The US aims to become the world’s cleantech superpower

The US is set to become the cleantech superpower, from wind and solar energy to hydrogen and nuclear power emerging and developing across the country.

This transformation is being stimulated by the Biden administration, which is accelerating a plan to decarbonise the US power generation sector and reduce emissions. Last year’s Inflation Reduction Act (IRA) and its hundreds of billions of dollars in cleantech subsidies are designed to encourage the private-sector investment and accelerate the country’s decarbonisation effort. The tax incentives have made the US very attractive to investors, say cleantech developers, and are funnelling money away from other countries. Since the passage of the IRA last year, $90 billion of capital has already been committed to new ventures, according to Climate Power.

The IRA offers $369 billion of tax credits, grants, loans, and subsidies, many of them guaranteed past 2030. The credits can lso be sold which allows deep-pocketed investors with enough tax liability to buy the credit—a way to quickly increase the amount of capital developers have. Credit Suisse thinks the public spending enabled by the IRA could eventually reach $800 billion, and $1.7 trillion if private-sector investment is accounted for.

The clean energy revolution is already creating jobs and revitalising industries. An example of this would be in Turtle Creek, Pennsylvania, a line of workers is assembling batteries based on zinc, an alternative to lithium-ion that offers competitively priced, non-flammable, dispatchable energy for hospitals, schools, and other stationary users. The goal for the factory is to double its total capacity to 3 gigawatt-hours in 2024, producing a battery every 90 seconds once the plant is fully automated. The workforce is also set to double to a total of 500.

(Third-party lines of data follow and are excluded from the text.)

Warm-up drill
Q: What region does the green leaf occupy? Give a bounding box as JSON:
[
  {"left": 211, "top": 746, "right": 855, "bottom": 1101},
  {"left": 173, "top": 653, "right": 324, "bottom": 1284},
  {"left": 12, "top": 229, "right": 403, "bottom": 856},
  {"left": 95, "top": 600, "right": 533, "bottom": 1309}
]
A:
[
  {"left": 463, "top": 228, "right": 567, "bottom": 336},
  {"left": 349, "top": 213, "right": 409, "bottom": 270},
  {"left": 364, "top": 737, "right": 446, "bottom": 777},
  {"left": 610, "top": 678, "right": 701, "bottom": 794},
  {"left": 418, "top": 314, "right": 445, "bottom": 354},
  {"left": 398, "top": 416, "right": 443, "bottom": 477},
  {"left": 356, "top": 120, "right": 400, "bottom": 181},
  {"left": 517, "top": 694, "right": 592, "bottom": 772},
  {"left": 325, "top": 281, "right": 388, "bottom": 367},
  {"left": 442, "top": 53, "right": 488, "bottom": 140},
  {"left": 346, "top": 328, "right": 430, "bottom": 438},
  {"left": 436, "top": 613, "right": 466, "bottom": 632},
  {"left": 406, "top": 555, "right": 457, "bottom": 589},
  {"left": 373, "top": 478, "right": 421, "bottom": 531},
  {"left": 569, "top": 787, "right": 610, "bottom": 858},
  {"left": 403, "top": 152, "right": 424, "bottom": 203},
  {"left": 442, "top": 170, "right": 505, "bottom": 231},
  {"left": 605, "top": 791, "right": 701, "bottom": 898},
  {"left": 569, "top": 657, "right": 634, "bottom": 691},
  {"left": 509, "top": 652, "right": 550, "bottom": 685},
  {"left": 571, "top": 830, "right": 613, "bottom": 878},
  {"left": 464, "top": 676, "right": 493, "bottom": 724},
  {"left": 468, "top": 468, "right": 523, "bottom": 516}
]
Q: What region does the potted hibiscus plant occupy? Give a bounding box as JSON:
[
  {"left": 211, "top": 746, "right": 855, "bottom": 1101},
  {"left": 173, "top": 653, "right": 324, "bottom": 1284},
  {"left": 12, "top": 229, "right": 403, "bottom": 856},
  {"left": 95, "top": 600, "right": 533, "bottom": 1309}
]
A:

However, the US clean energy revolution is not without its challenges. The ring of protectionism, and the sheer scale of the state intervention, has alarmed some other countries, even those who once implored the US to rejoin the global climate fight. France’s President Emmanuel Macron says the IRA could “fragment the West.” Ursula von der Leyen, the European Commission’s president, has suggested it would bring “unfair competition” and “close markets.”

Furthermore, there are doubts about the US’s ability to break the dependence on cheap Asian components that have boosted the advance of renewables over the last few years. At a time when the White House is also contending with high inflation and Russia, it remains to be seen whether the US can reset the global energy order, create high-paying cleantech jobs at home, and cut emissions—all simultaneously.

Nonetheless, the clean energy revolution in the US is a massive undertaking, and it is already having a hugely positive impact. It is industrial policy on a macro scale, aiming to revamp the country’s broken-down infrastructure and create advanced manufacturing jobs in Rust Belt regions like Western Pennsylvania, once the heart of the country’s steelmaking industry. The US is now the most opportunity-rich, most aggressive growth clean energy country.